Его фигура всегда восхищала Баррета. Они с Тайлером не очень похожи, меньше, чем ожидаешь от братьев. Баррет крупнее, не толстый (пока), но грузноватый, принц, колдовством обращенный не то в серо-рыжего волка, не то во льва, неотразимый (как ему нравилось думать) в своем чувственном лукавстве, послушно дожидающийся в дреме первого поцелуя любви. А Тайлер – он гибкий и жилистый, очень мускулистый. Даже в покое он похож на изготовившегося к прыжку воздушного гимнаста. Его худоба декоративна, при виде его тела – тела артиста – приходит на ум определение “щегольское”. В таком теле для Тайлера естественно плевать на условности и источать приличествующую цирковому артисту дьявольщинку.
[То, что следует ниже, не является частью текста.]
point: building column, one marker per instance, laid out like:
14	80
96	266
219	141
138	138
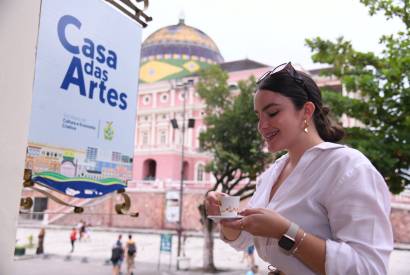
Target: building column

Мало кто с ходу понимает, что они братья. И тем не менее между ними есть непостижимая генетическая связь. Баррет в этом уверен, но не может объяснить, в чем она заключается. О том, чем Баррет с Тайлером похожи, известно только им двоим. Они обладают неким первобытным, физиологическим знанием друг о друге. Брат понимает мотивы брата, даже когда они озадачивают посторонних. И не то чтобы они никогда не спорили и не пытались обставить друг друга – нет, дело в том, что ни один из них ни при каких условиях не может делом или словом поставить в тупик другого. Кажется, будто давным-давно, даже не заводя на эту тему разговора, они договорились скрывать на людях свою близость, а для этого пикироваться на званых обедах, соперничать за внимание окружающих, походя оскорблять и игнорировать друг друга, то есть вести себя, как ведут самые обыкновенные братья, и оберегать тем временем свой целомудренный пылкий роман, как если бы они были членами крошечной, из них двоих состоящей секты, прикинувшимися мирными обывателями в ожидании дня, когда придет время действовать.
Тайлер оборачивается, смотрит назад, в противоположную от окна сторону. Он готов поклясться: сзади кто-то только что смотрел на него, и, хотя сейчас там никого, воздух за дверным проемом еще хранит память о растаявшей в нем фигуре.